Today's teens are no longer mowing lawns, shoveling snow, or starting at the bottom. They've been indoctrinated to go to college and achieve some worthless degree in diversity or gender studies.
Rowe said there's actually tons of jobs available but these jobs no one wants to do because they think its beneath them or they don't have the basic skills to do them.
Reason.com, not Cato Institute.
Aren't there also issues with how some people would rather pick up the illegal alien on the street corner rather than hire the neighbor boy, due to liability issues/laws about hiring minors/tax issues etc.?
It isn't just "office jobs" (read: nonprofits, generally left-leaning) that build good work skills. There are many kinds of work skills to be built. One thing young people need to learn is how things are made and how money is made. Mike Rowe is right: they do need to get their hands dirty.
>> Today’s teens are no longer mowing lawns, shoveling snow, or starting at the bottom.
Those services used to occur well before college. But I think liability concerns also turned off that particular labor faucet.
The world has changed over the past 40 years.
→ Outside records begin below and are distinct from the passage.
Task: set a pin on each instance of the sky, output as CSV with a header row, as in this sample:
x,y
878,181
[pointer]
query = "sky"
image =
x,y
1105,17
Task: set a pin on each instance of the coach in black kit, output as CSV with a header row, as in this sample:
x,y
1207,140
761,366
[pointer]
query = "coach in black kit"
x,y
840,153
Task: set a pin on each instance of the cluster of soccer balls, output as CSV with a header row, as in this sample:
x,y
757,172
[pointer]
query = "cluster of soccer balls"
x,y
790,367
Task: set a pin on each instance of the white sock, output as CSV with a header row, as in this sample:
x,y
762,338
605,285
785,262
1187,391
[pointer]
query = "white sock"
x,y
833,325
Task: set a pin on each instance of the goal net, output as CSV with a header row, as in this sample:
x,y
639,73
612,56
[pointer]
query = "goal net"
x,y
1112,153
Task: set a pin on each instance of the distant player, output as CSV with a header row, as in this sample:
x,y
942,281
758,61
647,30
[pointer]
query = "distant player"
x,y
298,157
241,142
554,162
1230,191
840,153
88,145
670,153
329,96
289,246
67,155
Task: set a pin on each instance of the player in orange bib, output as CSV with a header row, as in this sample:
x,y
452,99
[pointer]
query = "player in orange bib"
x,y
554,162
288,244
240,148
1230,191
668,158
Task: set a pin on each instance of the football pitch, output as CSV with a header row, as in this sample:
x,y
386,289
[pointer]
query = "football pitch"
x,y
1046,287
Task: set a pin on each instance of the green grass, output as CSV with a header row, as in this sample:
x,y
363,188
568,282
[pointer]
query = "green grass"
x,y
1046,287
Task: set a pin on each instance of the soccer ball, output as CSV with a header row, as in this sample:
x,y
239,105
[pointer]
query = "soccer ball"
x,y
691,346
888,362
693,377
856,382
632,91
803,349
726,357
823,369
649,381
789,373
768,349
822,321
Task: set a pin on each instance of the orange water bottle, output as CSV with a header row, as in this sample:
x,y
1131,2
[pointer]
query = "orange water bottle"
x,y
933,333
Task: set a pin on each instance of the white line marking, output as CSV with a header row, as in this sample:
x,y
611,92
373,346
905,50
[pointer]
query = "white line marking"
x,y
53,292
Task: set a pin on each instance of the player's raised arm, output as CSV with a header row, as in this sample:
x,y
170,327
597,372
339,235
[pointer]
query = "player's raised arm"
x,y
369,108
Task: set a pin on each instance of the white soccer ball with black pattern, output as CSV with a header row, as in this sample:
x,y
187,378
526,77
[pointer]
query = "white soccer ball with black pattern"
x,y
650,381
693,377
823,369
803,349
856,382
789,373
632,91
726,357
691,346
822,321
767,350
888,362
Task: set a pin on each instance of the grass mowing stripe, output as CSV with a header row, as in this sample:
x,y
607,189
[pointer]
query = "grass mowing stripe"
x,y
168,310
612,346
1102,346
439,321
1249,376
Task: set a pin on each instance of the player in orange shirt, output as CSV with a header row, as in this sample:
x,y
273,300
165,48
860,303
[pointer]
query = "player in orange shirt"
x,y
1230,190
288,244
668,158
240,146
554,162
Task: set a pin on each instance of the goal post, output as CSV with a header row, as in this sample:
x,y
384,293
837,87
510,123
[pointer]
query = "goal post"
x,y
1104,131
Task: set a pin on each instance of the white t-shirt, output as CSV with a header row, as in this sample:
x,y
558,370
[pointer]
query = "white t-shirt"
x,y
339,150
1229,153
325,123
Payroll taxes are higher. Zoning laws place work far away from home making car ownership mandatory. The growth of the welfare state has pushed up prices for necessities like food and shelter. In my area, a small one bedroom apartment attached to a larger residence began at $575.
When I was a kid of 12, I was able to ride a bike to a farm to earn money for new clothes for school. I made just under $10/day.
Today's world is very different. Is a 12 year old even allowed on a farm now? And would a parent let their child bike so far away from home?
There were two work settings for kids and young people in the past: farm work and city shop work. Neither required an automobile. A rural kid or young person could get to work easily. A city kid or young person could do the same.
Today's youth exist on islands called subdivisions and there's little direct connection to the working world.